One proposed AI-driven Spotify tool can alter a song’s rhythm and melody. Another can take the harmony of one song and combine it with the melody and rhythm of another.
“You’ll be able to try all sorts of combinations,” Pachet told Forbes “And it’s really fun.”
Fun? There are many creators and rightsholders who will disagree.
User-generated content is crucial to TikTok, YouTube, Facebook, and other social media. But user-generated content on Spotify may be a bridge too far.
There are many hurdles like copyright and the approval of creators, music publishers, labels, and other rightsholders standing between AI-driven music alteration and making it available to Spotify’s 422 million active monthly users.
Then of course there are musicians and songwriters.

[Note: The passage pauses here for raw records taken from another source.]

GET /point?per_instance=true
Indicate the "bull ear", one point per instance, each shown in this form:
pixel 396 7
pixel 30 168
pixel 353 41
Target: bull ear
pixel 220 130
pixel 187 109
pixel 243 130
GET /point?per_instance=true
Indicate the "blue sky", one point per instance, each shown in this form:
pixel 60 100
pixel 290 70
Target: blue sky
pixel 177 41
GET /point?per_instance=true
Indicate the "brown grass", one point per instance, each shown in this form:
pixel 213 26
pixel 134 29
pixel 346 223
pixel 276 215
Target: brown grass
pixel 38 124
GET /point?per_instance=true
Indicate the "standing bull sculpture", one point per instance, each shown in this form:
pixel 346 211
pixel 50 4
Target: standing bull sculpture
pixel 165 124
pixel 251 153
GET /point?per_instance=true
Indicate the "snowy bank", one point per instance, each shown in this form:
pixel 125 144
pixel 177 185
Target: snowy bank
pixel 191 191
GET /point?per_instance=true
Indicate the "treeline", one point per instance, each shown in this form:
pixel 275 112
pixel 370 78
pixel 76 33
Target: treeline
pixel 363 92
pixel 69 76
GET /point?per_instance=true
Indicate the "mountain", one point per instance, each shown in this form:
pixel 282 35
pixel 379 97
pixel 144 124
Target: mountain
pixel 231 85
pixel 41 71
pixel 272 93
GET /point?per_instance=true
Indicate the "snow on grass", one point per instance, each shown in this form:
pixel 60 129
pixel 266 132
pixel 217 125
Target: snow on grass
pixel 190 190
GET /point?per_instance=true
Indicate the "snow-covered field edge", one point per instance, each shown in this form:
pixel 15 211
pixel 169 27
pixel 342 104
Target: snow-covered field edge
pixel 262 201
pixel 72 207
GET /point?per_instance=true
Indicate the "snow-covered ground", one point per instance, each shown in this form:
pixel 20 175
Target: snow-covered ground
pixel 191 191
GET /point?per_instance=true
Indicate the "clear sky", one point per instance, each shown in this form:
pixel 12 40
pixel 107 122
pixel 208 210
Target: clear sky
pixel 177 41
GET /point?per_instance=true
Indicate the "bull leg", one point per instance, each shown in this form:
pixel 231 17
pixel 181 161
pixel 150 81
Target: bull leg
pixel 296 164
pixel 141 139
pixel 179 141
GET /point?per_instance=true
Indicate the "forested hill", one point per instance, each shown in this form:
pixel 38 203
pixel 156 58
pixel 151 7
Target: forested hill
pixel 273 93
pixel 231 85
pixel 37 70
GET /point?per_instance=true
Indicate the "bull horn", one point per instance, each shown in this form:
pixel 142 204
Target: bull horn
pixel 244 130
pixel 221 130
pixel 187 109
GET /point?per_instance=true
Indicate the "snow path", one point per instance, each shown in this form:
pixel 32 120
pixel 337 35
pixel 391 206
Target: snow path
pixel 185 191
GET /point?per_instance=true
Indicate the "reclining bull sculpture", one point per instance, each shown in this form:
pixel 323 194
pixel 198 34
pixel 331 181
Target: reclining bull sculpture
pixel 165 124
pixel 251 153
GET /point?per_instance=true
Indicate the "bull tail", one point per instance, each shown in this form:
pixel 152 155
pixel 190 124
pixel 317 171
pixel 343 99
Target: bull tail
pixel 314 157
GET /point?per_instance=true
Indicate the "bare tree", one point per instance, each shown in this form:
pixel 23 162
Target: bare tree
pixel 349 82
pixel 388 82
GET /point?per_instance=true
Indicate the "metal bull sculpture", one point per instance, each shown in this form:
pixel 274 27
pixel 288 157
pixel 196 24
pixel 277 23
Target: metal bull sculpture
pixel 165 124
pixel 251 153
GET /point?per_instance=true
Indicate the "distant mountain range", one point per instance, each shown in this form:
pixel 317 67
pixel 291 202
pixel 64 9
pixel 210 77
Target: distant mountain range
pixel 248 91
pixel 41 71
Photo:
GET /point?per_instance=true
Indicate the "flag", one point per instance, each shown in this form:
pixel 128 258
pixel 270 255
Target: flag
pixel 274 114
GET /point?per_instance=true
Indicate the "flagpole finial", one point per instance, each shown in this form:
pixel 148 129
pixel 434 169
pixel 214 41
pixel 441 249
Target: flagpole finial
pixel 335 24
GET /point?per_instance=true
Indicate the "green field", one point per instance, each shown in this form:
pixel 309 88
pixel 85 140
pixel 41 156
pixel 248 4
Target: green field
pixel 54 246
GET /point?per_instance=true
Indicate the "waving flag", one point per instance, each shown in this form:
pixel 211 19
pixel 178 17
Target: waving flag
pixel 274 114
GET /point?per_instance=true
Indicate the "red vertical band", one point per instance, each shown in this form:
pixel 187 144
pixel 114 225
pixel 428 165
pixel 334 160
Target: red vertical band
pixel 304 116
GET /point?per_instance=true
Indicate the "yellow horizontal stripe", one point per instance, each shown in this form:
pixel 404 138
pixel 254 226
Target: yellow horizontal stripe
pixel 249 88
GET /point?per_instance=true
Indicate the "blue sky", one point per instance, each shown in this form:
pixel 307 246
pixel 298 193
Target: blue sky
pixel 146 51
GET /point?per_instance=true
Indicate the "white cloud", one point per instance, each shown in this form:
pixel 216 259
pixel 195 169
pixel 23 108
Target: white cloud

Some are already used to sharing stems and encouraging fan-generated mix-ups. Others will find the thought of their music altered or being combined with another creator’s music without their oversight unfathomable.
Bruce Houghton is Founder and Editor of Hypebot and MusicThinkTank and serves as a Senior Advisor to Bandsintown which acquired both publications in 2019. He is the Founder and President of the Skyline Artists Agency and a professor for the Berklee College Of Music.
That would be a really cool feature to implement. I understand the concerns of the rightsholders and artists though. Hopefully, all parties find a path to releasing this feature that is optimal for all.
I think the most viable solution would be that right holders can specify permissions in the metadata whether they would allow such AI-tweaks stated in the article above.